The software is free, but running it is not. Apache APISIX, Kong OSS, Tyk Community, KrakenD CE, and Gravitee are all free to self-host under open licenses. You still pay for production infrastructure (commonly $500-$2,000/month in compute and networking) and the engineering time to operate, secure, and upgrade them.
How much does an enterprise API gateway cost?
It varies widely by model. AWS API Gateway runs $1.00-$3.50 per million calls. Apigee charges $20 per million standard calls plus environment fees, with enterprise deals often $8,000-$25,000/month. Kong Enterprise and similar commercial platforms typically land in the tens of thousands per year and up. Always model your real request volume, because per-call pricing scales fast.
Which API gateway has the lowest latency?
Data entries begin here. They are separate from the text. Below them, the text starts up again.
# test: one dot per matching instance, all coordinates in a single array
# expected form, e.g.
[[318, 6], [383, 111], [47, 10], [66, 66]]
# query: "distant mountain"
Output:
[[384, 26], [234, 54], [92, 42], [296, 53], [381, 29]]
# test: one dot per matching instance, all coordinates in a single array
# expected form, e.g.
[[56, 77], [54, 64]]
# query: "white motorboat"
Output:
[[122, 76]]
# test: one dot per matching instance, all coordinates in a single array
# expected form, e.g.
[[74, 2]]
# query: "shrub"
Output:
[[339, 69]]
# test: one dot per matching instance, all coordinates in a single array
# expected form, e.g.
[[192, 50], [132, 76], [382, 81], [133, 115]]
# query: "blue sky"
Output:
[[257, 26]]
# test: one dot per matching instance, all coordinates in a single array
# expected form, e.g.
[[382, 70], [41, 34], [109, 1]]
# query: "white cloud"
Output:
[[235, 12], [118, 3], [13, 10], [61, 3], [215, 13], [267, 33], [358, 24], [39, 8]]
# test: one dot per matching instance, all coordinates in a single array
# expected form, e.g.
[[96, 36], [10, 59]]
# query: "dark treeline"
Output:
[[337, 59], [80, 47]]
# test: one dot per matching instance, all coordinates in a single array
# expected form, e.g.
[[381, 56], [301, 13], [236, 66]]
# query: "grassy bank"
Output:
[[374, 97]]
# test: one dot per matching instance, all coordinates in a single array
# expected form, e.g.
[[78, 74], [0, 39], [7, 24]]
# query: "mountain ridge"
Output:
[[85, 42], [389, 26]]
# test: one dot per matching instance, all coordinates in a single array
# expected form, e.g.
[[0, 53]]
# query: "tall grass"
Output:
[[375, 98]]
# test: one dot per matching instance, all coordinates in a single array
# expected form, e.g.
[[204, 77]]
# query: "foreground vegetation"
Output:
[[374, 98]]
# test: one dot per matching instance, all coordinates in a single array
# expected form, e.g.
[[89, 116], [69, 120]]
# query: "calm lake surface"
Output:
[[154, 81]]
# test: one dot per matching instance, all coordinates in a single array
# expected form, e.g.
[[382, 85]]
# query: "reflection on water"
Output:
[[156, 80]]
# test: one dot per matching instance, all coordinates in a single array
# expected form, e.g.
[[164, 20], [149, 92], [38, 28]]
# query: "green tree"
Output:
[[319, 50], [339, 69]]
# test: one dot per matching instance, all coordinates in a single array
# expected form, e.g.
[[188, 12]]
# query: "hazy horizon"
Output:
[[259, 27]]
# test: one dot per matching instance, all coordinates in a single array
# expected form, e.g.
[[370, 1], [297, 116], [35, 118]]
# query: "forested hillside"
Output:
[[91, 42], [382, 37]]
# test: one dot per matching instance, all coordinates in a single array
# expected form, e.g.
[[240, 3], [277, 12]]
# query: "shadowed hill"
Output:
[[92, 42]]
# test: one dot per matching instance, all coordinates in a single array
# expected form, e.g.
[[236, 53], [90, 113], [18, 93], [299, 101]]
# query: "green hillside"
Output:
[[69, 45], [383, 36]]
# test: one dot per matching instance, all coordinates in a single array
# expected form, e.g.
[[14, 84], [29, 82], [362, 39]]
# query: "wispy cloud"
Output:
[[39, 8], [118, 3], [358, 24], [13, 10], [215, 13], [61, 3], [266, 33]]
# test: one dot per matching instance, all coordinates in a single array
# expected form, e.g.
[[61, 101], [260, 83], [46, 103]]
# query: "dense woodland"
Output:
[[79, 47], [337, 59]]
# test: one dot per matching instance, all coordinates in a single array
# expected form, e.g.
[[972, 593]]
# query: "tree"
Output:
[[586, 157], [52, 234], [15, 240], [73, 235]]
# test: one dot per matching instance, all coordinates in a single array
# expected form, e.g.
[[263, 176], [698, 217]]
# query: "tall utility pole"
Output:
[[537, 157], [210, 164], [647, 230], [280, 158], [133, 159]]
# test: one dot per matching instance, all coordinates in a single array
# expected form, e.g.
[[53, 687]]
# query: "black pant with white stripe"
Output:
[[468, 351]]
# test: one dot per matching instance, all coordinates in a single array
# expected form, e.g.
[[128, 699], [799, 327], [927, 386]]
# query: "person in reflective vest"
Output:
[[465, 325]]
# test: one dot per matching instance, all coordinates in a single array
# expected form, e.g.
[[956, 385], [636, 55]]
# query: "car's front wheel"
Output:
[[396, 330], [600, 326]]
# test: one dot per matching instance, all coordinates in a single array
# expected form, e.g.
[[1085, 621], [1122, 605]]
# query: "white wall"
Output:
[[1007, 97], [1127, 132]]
Among the gateways here, Apache APISIX leads on published benchmarks at roughly 0.2ms added latency, with Kong and KrakenD also in the low-single-digit-millisecond range. Managed cloud gateways like AWS API Gateway add more: about 5-15ms for HTTP APIs and 15-30ms for REST APIs, the trade-off for zero operational overhead.
Do I need an API gateway for a small project?
Often, yes, but a lightweight managed one. If you are exposing more than a couple of endpoints to outside callers, a gateway gives you auth, rate limiting, and a key-management story for free. A free tier like Zuplo (100K requests/month) or an AWS HTTP API covers small projects without infrastructure, and you can grow into something heavier later.